Songs you finally understand

“My Little Town” by Paul Simon. Sort of half-listening to it when it came out, I thought it was an American Penny Lane. No. He hated the place. Phony patriotism, fake piety (“I grew up believing/God watched over us all/And he would lean on me/As I pledged allegiance to the wall”), stifled intellect (the black rainbow), ecological degradation. “Nothing but the dead and dying back in my little town” indeed.

“Goodbye, Yellow Brick Road” by Elton John and Bernie Taupin. I knew it was a break-up song and gradually understood it to be a gay break-up song. But Elton always sang it so melancholy. It was written as a very angry gay break-up song. “Mongrels who ain’t got a penny/sniffing for tidbits like you/ON THE GROUND.”

I never realized it was a breakup song. And would it be a gay one? I don’t think he was out of the closet at the time.

Aint No Way by Aretha Franklin
The lyrics:
Stop trying to be something you’re not.
Hard, cold, cruel is the man
Who paid too much for what he got.

I was a teenager when I first heard this song.
But it wasn’t until I was many years older
that I fully understood the meaning of those lines.
I still think they are some of the most profound lyrics on popular music.

Same here.

Taupin writes the songs, Elton just sings them (Taupin’s straight AFAIK)

I’m aware of that. I’ll rephrase. Why would Bernie write a gay breakup song for a still in the closet Elton?

Also curious about this. And wondering, unless the genders of the people involved are mentioned, how can any love song be inherently gay or straight? I mean, a lot of them are vague enough lyrically that the listener can insert themselves as appropriate, so…

Except for one or two songs Michael Stipe said he didn’t use pronouns or mention genders for just that reason.

I’m not exactly sure what the song means, but it’s one of the most poignant songs I know. My own take is that Bob’s getting a little famous and is going on tour -leaving his woman behind- and while that’s sad it’s part of fulfilling their dreams. “In this bright future, you can’t forget your past.” It’s a bittersweet continuation of their bittersweet lives. His recounting of simple joys in the midst of oppression and poverty is poignant in a way that a broken heart is not.

But maybe I’ve got the meaning all wrong.

I don’t know the song, but read the lyrics and can’t figure out what the above quote means.

I learned that the pyramids WERE built by Irishmen!
(“The Irish Were Egyptians Long Ago”)

I’ve always interpreted this song to be about the universal oppression of women. Kind of like “Keep Yo Head Up.”

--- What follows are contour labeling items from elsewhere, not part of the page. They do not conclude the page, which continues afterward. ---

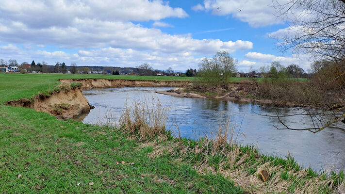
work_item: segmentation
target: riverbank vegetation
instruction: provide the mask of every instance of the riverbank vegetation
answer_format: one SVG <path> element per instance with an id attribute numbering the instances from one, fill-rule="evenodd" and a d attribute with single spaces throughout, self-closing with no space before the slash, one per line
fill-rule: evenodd
<path id="1" fill-rule="evenodd" d="M 40 76 L 0 76 L 14 86 L 0 90 L 0 193 L 329 193 L 344 187 L 342 172 L 303 169 L 290 156 L 236 145 L 226 125 L 214 140 L 174 138 L 164 128 L 168 109 L 159 105 L 129 105 L 115 127 L 2 105 L 58 84 Z M 259 176 L 263 169 L 267 182 Z"/>

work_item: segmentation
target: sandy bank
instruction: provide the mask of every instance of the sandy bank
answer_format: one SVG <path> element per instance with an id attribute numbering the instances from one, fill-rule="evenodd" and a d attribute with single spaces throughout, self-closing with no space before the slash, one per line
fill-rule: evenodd
<path id="1" fill-rule="evenodd" d="M 192 85 L 192 82 L 183 81 L 150 81 L 143 80 L 99 79 L 61 79 L 61 83 L 78 82 L 82 89 L 118 88 L 122 87 L 183 87 Z"/>
<path id="2" fill-rule="evenodd" d="M 189 81 L 150 81 L 125 80 L 61 79 L 61 84 L 70 85 L 78 82 L 82 86 L 78 88 L 63 90 L 49 96 L 42 94 L 33 97 L 33 99 L 22 98 L 6 102 L 5 105 L 33 109 L 37 111 L 49 113 L 62 119 L 71 118 L 74 116 L 90 111 L 90 106 L 82 92 L 82 89 L 117 88 L 122 87 L 183 87 L 192 85 Z"/>
<path id="3" fill-rule="evenodd" d="M 219 99 L 231 101 L 239 103 L 256 103 L 265 105 L 275 105 L 285 107 L 308 107 L 306 105 L 301 105 L 295 103 L 284 103 L 281 101 L 273 101 L 268 99 L 253 99 L 249 97 L 244 97 L 239 95 L 234 95 L 234 91 L 228 92 L 223 95 L 208 96 L 206 95 L 197 94 L 193 92 L 185 92 L 182 88 L 173 88 L 167 91 L 157 91 L 156 93 L 169 95 L 174 97 L 193 97 L 196 98 Z"/>
<path id="4" fill-rule="evenodd" d="M 80 88 L 55 92 L 50 96 L 40 94 L 33 98 L 8 101 L 4 104 L 33 109 L 64 119 L 90 111 L 89 102 Z"/>

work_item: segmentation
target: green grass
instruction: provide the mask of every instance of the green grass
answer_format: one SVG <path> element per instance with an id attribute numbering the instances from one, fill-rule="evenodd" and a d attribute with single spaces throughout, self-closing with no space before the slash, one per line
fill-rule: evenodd
<path id="1" fill-rule="evenodd" d="M 171 155 L 149 158 L 151 146 L 113 128 L 0 108 L 0 193 L 243 193 Z"/>
<path id="2" fill-rule="evenodd" d="M 59 83 L 60 79 L 107 79 L 158 81 L 191 81 L 194 77 L 140 76 L 97 74 L 0 73 L 0 103 L 22 98 L 30 98 L 38 92 L 47 94 Z M 77 85 L 71 85 L 72 87 Z"/>
<path id="3" fill-rule="evenodd" d="M 229 178 L 199 175 L 170 154 L 149 158 L 151 146 L 142 147 L 137 139 L 114 128 L 58 120 L 33 109 L 2 105 L 53 90 L 62 78 L 181 80 L 0 74 L 0 193 L 243 193 Z M 121 161 L 125 164 L 116 164 Z"/>

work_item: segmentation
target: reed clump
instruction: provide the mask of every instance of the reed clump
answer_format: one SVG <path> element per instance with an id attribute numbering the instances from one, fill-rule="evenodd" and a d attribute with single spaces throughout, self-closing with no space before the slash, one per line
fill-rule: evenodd
<path id="1" fill-rule="evenodd" d="M 141 141 L 150 140 L 166 134 L 165 122 L 170 112 L 170 106 L 164 106 L 159 99 L 134 101 L 131 106 L 127 99 L 120 117 L 120 128 L 128 134 L 138 135 Z"/>
<path id="2" fill-rule="evenodd" d="M 135 102 L 131 107 L 126 102 L 120 119 L 120 129 L 138 135 L 141 141 L 148 140 L 141 147 L 152 147 L 148 154 L 152 157 L 171 155 L 176 162 L 188 162 L 200 174 L 229 178 L 250 193 L 329 194 L 344 191 L 343 172 L 317 173 L 302 168 L 290 154 L 286 159 L 266 156 L 254 146 L 237 145 L 239 132 L 236 135 L 236 126 L 229 119 L 222 119 L 221 115 L 214 138 L 173 138 L 165 128 L 170 110 L 159 100 Z M 263 170 L 269 174 L 266 182 L 259 176 Z"/>

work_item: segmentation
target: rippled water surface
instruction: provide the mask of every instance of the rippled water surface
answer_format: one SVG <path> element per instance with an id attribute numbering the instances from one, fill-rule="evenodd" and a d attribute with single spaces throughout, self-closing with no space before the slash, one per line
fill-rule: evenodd
<path id="1" fill-rule="evenodd" d="M 105 118 L 118 121 L 124 107 L 126 98 L 129 104 L 133 100 L 152 101 L 159 99 L 162 104 L 171 106 L 167 128 L 175 135 L 178 125 L 181 135 L 196 139 L 199 136 L 212 137 L 217 130 L 219 115 L 229 117 L 235 125 L 238 144 L 257 145 L 262 153 L 285 157 L 289 151 L 304 167 L 315 170 L 334 166 L 335 170 L 345 168 L 345 131 L 336 128 L 328 128 L 316 134 L 309 131 L 278 130 L 279 126 L 275 117 L 257 113 L 275 115 L 269 106 L 204 99 L 179 98 L 155 93 L 171 88 L 119 88 L 85 90 L 90 104 L 95 108 L 79 118 L 84 123 L 97 124 Z M 296 108 L 280 109 L 286 114 L 301 111 Z M 310 121 L 301 116 L 283 118 L 292 127 L 308 126 Z M 223 122 L 225 122 L 225 121 Z M 310 127 L 310 126 L 309 126 Z M 238 135 L 237 135 L 238 134 Z"/>

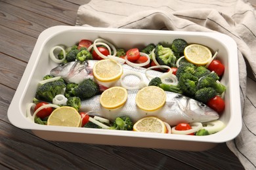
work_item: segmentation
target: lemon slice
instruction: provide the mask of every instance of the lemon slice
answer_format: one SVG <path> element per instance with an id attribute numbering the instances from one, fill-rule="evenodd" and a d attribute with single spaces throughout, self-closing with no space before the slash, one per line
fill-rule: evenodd
<path id="1" fill-rule="evenodd" d="M 51 114 L 47 125 L 80 127 L 81 122 L 79 112 L 72 107 L 60 107 Z"/>
<path id="2" fill-rule="evenodd" d="M 123 74 L 123 67 L 117 62 L 106 59 L 96 62 L 93 69 L 93 75 L 98 80 L 108 82 L 119 79 Z"/>
<path id="3" fill-rule="evenodd" d="M 184 56 L 190 63 L 203 65 L 208 63 L 213 55 L 207 47 L 193 44 L 187 46 L 184 49 Z"/>
<path id="4" fill-rule="evenodd" d="M 165 133 L 167 129 L 163 121 L 150 116 L 138 120 L 133 126 L 133 131 Z"/>
<path id="5" fill-rule="evenodd" d="M 140 109 L 154 111 L 160 109 L 165 103 L 166 94 L 161 88 L 150 86 L 140 90 L 135 100 L 137 105 Z"/>
<path id="6" fill-rule="evenodd" d="M 128 93 L 125 88 L 115 86 L 104 91 L 100 95 L 100 103 L 106 109 L 116 109 L 125 104 L 127 97 Z"/>

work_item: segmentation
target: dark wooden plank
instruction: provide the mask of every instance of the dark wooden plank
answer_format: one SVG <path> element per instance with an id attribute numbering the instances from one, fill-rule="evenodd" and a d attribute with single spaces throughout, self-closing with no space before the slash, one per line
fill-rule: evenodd
<path id="1" fill-rule="evenodd" d="M 7 3 L 0 2 L 0 26 L 35 38 L 48 27 L 66 25 Z"/>
<path id="2" fill-rule="evenodd" d="M 27 63 L 0 53 L 0 84 L 16 89 Z"/>
<path id="3" fill-rule="evenodd" d="M 74 26 L 79 5 L 61 0 L 1 0 L 28 11 L 62 22 L 63 24 Z"/>

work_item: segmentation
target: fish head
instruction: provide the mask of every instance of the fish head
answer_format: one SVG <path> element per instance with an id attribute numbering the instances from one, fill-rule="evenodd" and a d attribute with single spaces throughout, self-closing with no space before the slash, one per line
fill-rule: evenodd
<path id="1" fill-rule="evenodd" d="M 213 109 L 193 99 L 188 99 L 184 113 L 192 118 L 194 122 L 205 122 L 219 118 L 219 114 Z"/>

I was thinkin’ bout the unreleased rarity Jizz on Your Tits


I never heard the song, but according to Wikipedia:

Oh, of course. Nothing sexual about that. :cool:

I didn’t realize until a few years ago that the Prince and the Revolution song “I Would Die 4 U” was about a God as savior conveyed through Christianity.

I think it’s no woman, nuh cry. As in don’t cry girl.

Hmm, seems like **Nobody **knows.

While I always knew what the lyrics were to Pink Floyd’s “Time”, it wasn’t a song that I really “got” until I got older.

You are young and life is long/And there is time to kill today
And then one day you find/Ten years have got behind you

Ain’t that the truth.

Elton John’s “Nikita” is about a homosexual imprisoned in the USSR, where, yes, you could be locked up for being “different”:

*Do you ever dream of me
Do you ever see the letters that I write
When you look up through the wire
Nikita do you count the stars at night

And if there comes a time
Guns and gates no longer hold you in
And if you’re free to make a choice
Just look towards the west and find a friend

It could only be about her in a couple of ways. Perhaps she’s lamenting dating so many rich douchebags that no one really knows which douchebag she’s singing about. Or unless she’s schizophrenic, and one of her personalities is singing about another one.

No, I go with my explanation above. She’s dated tons of rich douchebags who are all egotistical enough to believe that she wrote a song about them.

I generally agree with this. She never explicitly says that the person who thinks the song is about him is wrong.

In Piano Man by Billy Joel

Now Paul is a Real estate novelist
Who never had time for a wife
He’s talking with Davy, who’s still in the Navy
And probably will be for life.

It wasn’t until recently that I suspected that it wasn’t Davy that would remain in the navy for life but that Paul and Davy would be talking for life.

I actually heard an interview with Billy Joel about this song, and he said Davy was a real guy who probably would be in the Navy for life.